Profile: Leroy Allen (1951-2007)

Leroy Allen was an award-winning watercolorist and figurative artist. His realistic style focused on African American life and community, and won him more than 30 art awards nationally.

Biography

Allen was a Kansas City, Kansas native. He received his first art prize in the second grade when he won a National Scholastic Art Award for a crayon drawing of a horse show called “At the American Royal”. During high school, Allen was hired by the Progressive Shopper News, a black-owned monthly newspaper, to draw a weekly cartoon column. The cartoon was about a character named Sly, an unsuccessful criminal, and was used to discourage young people from a life of crime. In high school, the comic series Allen created became a comic book.

Allen joined the Army and served in Vietnam and was honorably discharged in 1972.

Upon graduation from the University of Kansas School of Fine Art (BFA, 1977), Allen was hired by Hallmark Cards in 1980, where he became a technical supervisor. Over the years, Allen worked with and exhibited with noted Hallmark artists including Thomas Blackshear, Nancy Devard, Henry Dixon, Shane Evans, Cathy Ann Johnson, Jonathan Knight, and Dean Mitchell. He retired from Hallmark Cards after 24 years.

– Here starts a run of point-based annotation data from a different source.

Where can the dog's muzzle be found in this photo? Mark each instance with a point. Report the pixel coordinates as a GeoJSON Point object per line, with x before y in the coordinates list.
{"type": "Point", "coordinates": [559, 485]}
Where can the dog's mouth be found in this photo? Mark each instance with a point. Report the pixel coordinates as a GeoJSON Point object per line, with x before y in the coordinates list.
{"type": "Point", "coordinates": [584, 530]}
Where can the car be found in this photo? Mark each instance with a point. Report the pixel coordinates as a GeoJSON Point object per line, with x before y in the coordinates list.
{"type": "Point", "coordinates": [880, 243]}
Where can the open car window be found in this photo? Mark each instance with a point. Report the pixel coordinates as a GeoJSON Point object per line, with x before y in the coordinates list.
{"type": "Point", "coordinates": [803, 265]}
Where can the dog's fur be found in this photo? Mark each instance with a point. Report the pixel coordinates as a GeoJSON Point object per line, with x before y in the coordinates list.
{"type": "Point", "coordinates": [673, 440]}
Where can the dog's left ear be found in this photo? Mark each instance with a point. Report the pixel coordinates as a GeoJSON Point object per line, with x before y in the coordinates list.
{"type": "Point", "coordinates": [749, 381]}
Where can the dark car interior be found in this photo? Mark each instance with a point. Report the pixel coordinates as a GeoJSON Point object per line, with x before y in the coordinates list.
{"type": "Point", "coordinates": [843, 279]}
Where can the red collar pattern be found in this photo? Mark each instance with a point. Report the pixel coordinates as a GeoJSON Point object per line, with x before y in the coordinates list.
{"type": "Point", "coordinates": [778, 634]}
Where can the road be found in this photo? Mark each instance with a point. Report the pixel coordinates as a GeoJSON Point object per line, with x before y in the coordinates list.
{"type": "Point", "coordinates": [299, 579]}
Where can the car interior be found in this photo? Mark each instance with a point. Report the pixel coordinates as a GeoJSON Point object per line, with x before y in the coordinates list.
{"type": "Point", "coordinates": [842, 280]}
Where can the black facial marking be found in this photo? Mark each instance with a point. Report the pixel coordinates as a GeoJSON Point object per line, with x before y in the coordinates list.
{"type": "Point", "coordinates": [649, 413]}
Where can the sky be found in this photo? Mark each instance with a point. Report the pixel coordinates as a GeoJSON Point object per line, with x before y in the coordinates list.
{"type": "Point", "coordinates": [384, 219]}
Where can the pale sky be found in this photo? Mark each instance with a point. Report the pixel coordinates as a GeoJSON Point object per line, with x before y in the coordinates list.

Of Allen’s artistic skill, New Orleans art critic Doug MacCash wrote: “Although many people think of watercolor as the genteel choice of Sunday painters, it may actually be the most difficult artistic technique to master. A great watercolorist is able to create a painting with such economy and deftness that the hand of the artist is almost unnoticable – a feat akin to walking across a snowy field without leaving footprints. Both (Leroy) Allen and (Dean) Mitchell can do just that.”